Calcutta: An association that honoured a woman, who had worked to empower women at the grassroots level more than 100 years back, celebrated its centennial anniversary in the city on Sunday.
Saroj Nalini Dutt’s work lives through the Saroj Nalini Dutt Memorial Association, founded by her husband, Gurusaday Dutt, in 1925 after his young wife’s death.
“It was the plight of the rural women that touched Saroj Nalini sowing the seeds of realisation to make things better for their dignified survival...We salute the philosophy of Saroj Nalini Devi who conceptualised the power of educated and empowered who would bring about social progress amidst the existing patriarchal constraints,” writes Aditi Chowdhury, president, Saroj Nalini Dutt Memorial Association in the centennial volume.
The centennial volume, Kaleidoscope, which traces the association’s journey in the last 100 years and paves the way for the future, was released on Sunday during a ceremony at its centre on Ballygunge Station Road.
It contains writing by Devsaday Dutta, Saroj Nalini’s grandson.
“Gurusaday Dutt’s wife was beside her husband but not in the same kind of work. She chose her area of work. She first started working in Pabna (now in Bangladesh) with women who were under purdah,” said Jawhar Sircar, former MP and retired IAS officer, the chief guest.

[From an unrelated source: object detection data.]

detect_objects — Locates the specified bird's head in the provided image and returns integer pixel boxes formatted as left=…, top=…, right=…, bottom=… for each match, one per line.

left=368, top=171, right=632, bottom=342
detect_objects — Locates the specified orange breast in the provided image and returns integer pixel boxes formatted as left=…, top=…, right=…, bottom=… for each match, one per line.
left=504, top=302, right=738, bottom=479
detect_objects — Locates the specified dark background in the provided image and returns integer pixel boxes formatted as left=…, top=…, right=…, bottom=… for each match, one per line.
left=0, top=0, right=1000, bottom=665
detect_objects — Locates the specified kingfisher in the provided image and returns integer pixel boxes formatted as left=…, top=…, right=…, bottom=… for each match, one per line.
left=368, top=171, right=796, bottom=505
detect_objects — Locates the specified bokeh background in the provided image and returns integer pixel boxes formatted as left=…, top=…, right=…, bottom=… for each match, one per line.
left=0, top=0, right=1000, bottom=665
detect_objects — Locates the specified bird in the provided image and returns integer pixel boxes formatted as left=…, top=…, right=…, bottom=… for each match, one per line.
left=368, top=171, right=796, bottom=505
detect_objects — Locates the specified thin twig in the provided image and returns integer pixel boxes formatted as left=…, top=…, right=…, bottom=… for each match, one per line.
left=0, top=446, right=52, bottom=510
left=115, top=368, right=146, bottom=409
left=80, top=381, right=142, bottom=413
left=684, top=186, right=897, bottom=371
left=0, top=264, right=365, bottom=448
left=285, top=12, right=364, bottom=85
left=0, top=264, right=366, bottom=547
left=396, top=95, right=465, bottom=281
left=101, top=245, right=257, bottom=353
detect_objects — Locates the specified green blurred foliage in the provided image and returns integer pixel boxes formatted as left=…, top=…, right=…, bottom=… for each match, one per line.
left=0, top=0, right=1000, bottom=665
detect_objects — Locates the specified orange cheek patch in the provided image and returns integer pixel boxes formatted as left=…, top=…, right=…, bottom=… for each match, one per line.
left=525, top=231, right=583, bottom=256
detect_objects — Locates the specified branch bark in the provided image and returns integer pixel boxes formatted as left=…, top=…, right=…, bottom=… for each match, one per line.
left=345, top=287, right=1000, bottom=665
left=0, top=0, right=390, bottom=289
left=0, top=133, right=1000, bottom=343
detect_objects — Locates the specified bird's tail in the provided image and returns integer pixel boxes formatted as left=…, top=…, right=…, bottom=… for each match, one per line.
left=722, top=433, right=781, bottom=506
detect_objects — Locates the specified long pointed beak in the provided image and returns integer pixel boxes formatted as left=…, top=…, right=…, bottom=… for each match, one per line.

While Gurusaday Dutt aroused nationalism in his own way Saroj Nalini could set up Nari Sikha Samitis all over Bengal, Sircar said.
“In the 1920s, it had a very profound impact. At the cutting edge, she played a big role — at the grassroots level not only at the educated level. Nari Sikha would later on become a model for women’s development after Independence,” Sircar told The Telegraph.
Bengal’s former election commissioner, Mira Pande, also a trustee of the association, raised questions about whether women today are truly empowered to make their own decisions.
“What percentage of our women are really strong? Our representation in the Parliament is 14 per cent, in the state Assembly 13 per cent, and in panchayati raj institutions about 45 per cent. But if we see these panchayati raj institutions, the number of women who have been elected, a large proportion of that is run by their husbands. That they have been elected is a step forward but we have failed to give the women that confidence or opportunity that she will take decisions,” said Pande.
The day the woman will be able to make decisions both inside and outside the house, that day we can say we have been able to empower women in real terms, said Pande.
“While many women are independent that is not a reality for all,” she said.
The third guest of the evening was author and political scientist, Sumantra Bose, the grand nephew of Subhas Chandra Bose.
The association in the last 100 years has been working for women’s health and childcare, education, vocational training, nursing training and computer education.
“The very thought of having economic independence was infused by her (Saroj Nalini) to the so-called illiterate community of women and our job is through these 100 years, we have tried our best to continue with her work,” said Aparna Ghose, the general secretary of the association.
“Women empowerment is still a long way to go. We haven’t come out of a patriarchal society and so the consciousness within the opposite sex is yet to come that women should be treated equally and respectfully,” said Ghose.